★あらすじ★ 常陸の笠間藩の家臣山崎平馬は、江戸勤番となったが風邪で寝込み、二、三日遅れて一人で出発する。また風邪をひかぬよう、狐皮の暖かい胴服を着込んでいる。
取手の渡しを渡ると、駕籠屋が寄って来て松戸まで八百文で行くというのに、平馬気前よく一貫文やるという。
松戸までの道中、駕籠屋が「気前が良過ぎやしねえか。お狐様でも乗っけたんじゃねか」などと話しているのが平馬の耳に入る。
いたずら心を出した平馬は胴服の尻尾を駕籠の外へ出し、狐になりすまして駕籠屋を驚かし、自分は笠間の紋三郎稲荷の眷属で、王子、真崎、九郎助の方へ参ろうと思っていると駕籠屋をだまし、途中の茶店では稲荷寿司ばかり食べている。
松戸宿の本陣の主人の伊藤惣蔵が笠間の稲荷を信仰し庭に祠まであるというので、平馬はそこへ泊まることにする。

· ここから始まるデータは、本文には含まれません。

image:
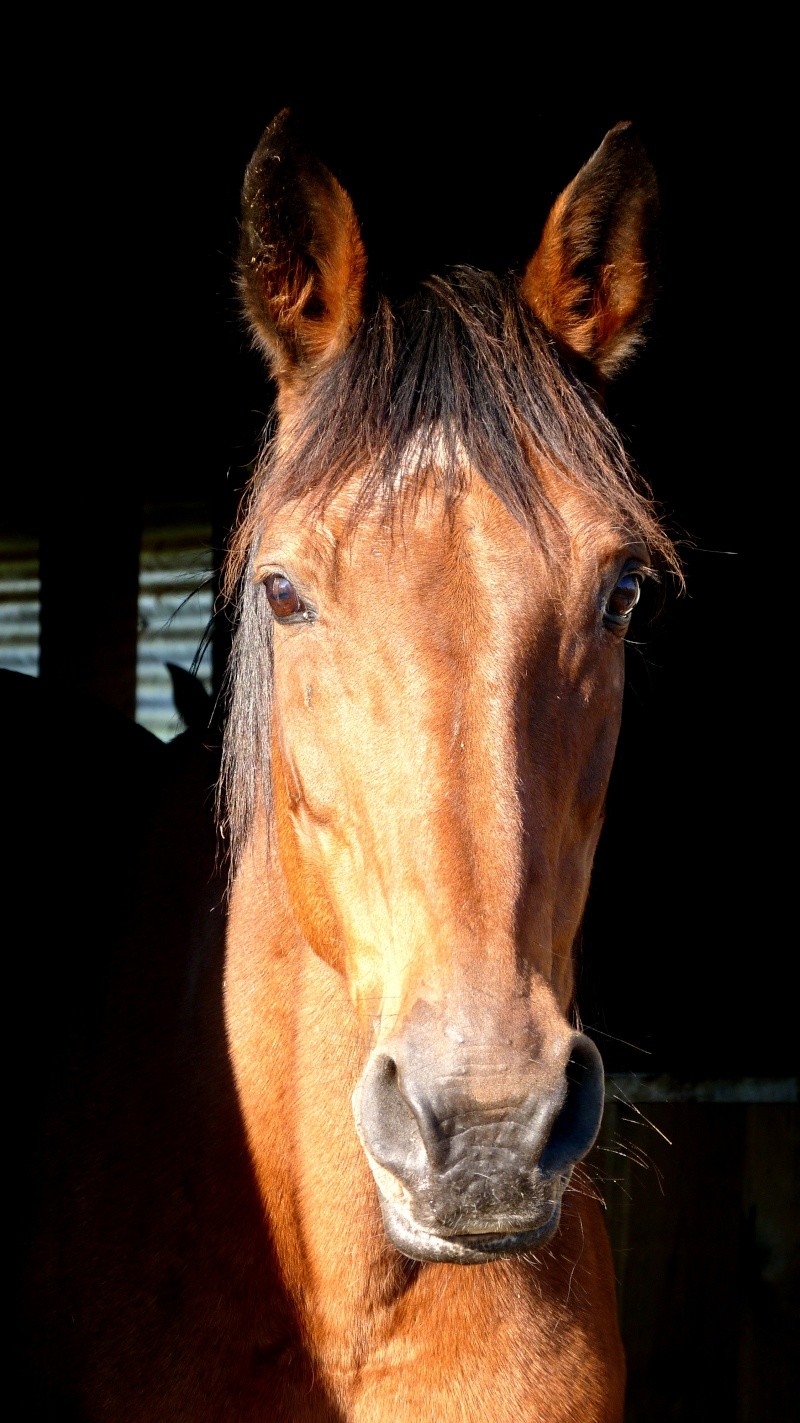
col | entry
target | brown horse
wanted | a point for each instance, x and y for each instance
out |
(325, 1167)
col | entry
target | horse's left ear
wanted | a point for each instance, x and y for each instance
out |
(301, 262)
(592, 278)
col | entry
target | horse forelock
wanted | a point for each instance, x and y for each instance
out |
(459, 377)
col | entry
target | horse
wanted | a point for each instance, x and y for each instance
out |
(326, 1159)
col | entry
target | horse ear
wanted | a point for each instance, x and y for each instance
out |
(592, 278)
(301, 262)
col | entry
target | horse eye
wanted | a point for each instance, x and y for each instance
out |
(283, 598)
(622, 599)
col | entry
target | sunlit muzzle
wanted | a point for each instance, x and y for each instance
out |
(470, 1161)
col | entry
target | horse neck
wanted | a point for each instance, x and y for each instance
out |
(296, 1053)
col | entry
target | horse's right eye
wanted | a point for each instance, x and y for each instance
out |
(283, 598)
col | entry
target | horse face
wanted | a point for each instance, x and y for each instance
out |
(447, 686)
(446, 707)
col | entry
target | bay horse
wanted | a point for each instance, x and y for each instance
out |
(326, 1159)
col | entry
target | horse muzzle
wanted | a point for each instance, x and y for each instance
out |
(471, 1161)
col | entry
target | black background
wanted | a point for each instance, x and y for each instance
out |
(135, 372)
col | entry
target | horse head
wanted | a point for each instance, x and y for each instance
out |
(439, 564)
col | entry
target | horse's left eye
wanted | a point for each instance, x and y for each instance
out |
(283, 598)
(622, 599)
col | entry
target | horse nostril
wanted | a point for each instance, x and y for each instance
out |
(577, 1124)
(387, 1123)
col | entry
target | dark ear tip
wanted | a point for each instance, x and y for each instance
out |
(624, 141)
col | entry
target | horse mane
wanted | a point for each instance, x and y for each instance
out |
(460, 374)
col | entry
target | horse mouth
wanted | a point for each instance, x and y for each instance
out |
(470, 1248)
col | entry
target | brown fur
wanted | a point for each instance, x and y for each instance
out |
(414, 783)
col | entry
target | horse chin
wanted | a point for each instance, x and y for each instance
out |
(474, 1248)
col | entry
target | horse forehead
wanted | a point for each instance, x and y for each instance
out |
(427, 548)
(412, 525)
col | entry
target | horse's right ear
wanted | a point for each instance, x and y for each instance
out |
(302, 262)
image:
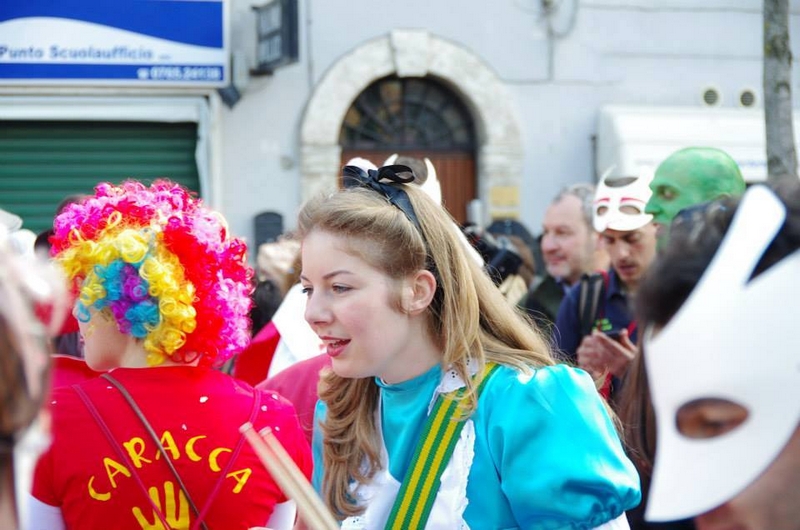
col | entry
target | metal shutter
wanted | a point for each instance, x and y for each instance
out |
(41, 162)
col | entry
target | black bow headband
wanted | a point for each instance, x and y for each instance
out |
(374, 179)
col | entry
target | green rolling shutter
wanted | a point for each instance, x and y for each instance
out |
(41, 162)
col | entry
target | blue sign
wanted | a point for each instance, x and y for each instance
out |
(119, 42)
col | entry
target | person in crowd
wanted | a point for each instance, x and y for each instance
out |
(604, 341)
(24, 364)
(413, 325)
(690, 176)
(67, 341)
(570, 249)
(727, 446)
(163, 298)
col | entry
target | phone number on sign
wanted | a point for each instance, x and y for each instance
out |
(180, 73)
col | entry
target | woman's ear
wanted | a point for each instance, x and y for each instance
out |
(418, 292)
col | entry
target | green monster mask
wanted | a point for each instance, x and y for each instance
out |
(691, 176)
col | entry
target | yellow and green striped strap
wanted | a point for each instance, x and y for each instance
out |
(418, 491)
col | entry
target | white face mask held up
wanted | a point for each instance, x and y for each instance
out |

駕籠賃を受け取った駕籠屋は、「旦那、これが木の葉に化けるなんてことは・・・」、
平馬 「たわけたことを申せ。それは野狐のすることだ」
駕籠屋が本陣の者に、平馬はお稲荷様の眷属だと告げたため、平馬はたいそうなもてなしを受ける。油揚げなんかは断り、なまず鍋、鯉こく、酒に芸者も上げての大騒ぎだ。近所の者まで平馬を拝みに来てふすまの間からお賽銭が投込まれる有様だ。
平馬はちょっとやり過ぎたと気づき、朝早くこっそり宿を抜け出す。